ABOUT BEAM
Most of these systems either affect the musical performance in an abstract and non-explicit way, or focus on the multi-studied features of concentration, stress and relaxation. The aim of this project was to study specific unexplored emotional states of musicians as they performing so that we can detect them in a real-time live performance and exploit them for the instant reshaping of their sound, without necessarily the performer’s awareness.
Juslin and Laukka [JL03] conclude that emotions can be communicated on different instruments that provide to the performer’s disposal relatively different acoustic cues, which largely reflect the musician’s sound production mechanisms. However, as the emotional state is highly subjective, we assume that the self-reported state of musicians who participated in the training procedure was valid.
Our system consists of an EEG biosensor, which detects the brainwave signals, a software of analysing the biometric data and detecting in real-time the musician’s happiness or sadness, and a multi effect processor for reshaping the sound.
This choice is considered quite crucial and was made due to the fact that for categorizing brain signals we need the actual emotion, which is what the user gives us and not what accompanies the track. These two values are not always identical since the feeling that a listener or a musician feels when listening to or playing a piece is purely subjective [SSH13].
Particularly, for each musician we kept track of their alpha, beta, theta, delta and gamma values, with a non-invasive wearable biosensor (headset). The songs were selected by the musicians for each of the aforementioned emotional states and belonged to different genres of music. For each case (listening, performing) and for each state (happiness, sadness) we recorded their EEG values for five minutes, with sampling rate 10 sec, i.e., 80 minutes and 480 samples. For the performing case we also recorded the performance in wav format.
In total this process took about 20 minutes for each participant. Our system records the measurements every 0.2 sec. We have therefore stored 4 matrices (one for each segment of the experiment) $T\in R^{(c \times t)}$ for each subject, with $c$ being the 8 different signals recorded and $t$ being the number of measurements made for this signal (5 minutes x 60 second x 0.2 resolution = 1500 samples).

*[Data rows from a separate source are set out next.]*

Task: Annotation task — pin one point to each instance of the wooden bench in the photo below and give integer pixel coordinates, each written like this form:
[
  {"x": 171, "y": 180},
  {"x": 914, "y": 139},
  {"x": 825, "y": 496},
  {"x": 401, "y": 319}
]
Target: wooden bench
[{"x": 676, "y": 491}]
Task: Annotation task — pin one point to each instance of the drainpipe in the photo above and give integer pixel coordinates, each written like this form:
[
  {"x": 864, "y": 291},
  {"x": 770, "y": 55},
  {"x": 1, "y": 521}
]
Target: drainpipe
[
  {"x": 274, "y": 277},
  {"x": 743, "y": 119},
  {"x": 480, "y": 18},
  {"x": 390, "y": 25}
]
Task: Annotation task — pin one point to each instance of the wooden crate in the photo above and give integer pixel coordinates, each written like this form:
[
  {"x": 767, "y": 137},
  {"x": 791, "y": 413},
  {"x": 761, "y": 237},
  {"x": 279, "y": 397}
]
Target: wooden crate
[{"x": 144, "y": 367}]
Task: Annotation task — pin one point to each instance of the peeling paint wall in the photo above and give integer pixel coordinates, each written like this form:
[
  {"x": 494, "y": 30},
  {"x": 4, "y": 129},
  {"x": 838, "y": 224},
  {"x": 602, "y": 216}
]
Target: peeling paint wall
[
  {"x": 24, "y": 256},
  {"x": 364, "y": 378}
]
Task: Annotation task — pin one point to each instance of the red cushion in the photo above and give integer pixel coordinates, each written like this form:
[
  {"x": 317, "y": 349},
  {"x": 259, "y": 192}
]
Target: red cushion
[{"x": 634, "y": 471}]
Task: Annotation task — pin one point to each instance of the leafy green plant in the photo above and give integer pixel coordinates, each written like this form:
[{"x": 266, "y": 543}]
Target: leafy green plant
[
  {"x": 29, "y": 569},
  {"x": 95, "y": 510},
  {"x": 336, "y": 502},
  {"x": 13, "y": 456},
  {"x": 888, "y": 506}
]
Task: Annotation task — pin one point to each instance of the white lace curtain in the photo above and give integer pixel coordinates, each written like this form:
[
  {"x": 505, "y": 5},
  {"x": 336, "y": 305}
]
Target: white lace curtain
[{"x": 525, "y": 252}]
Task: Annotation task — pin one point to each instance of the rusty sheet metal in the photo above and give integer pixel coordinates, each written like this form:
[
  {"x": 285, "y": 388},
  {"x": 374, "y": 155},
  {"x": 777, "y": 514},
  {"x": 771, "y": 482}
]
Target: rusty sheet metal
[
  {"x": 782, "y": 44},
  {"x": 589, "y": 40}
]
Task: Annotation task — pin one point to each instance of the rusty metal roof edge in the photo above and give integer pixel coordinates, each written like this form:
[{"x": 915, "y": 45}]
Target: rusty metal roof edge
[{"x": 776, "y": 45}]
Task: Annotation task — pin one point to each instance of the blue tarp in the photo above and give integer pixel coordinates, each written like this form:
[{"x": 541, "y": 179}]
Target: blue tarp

The system uses 3 of the 4 subjects for training and the fourth for testing. In total, the dataset had 16260 training and 5520 testing samples.
For identifying the emotional state of each user, we used XGBoost. To find the optimum hyper-parameter values of the network we run a grid search, testing the model’s performance for 9 different hyper-parameters. From the above run we achieved acc: 98.3\% for a 7-fold cross validation, while in the test set we have 89\% accuracy.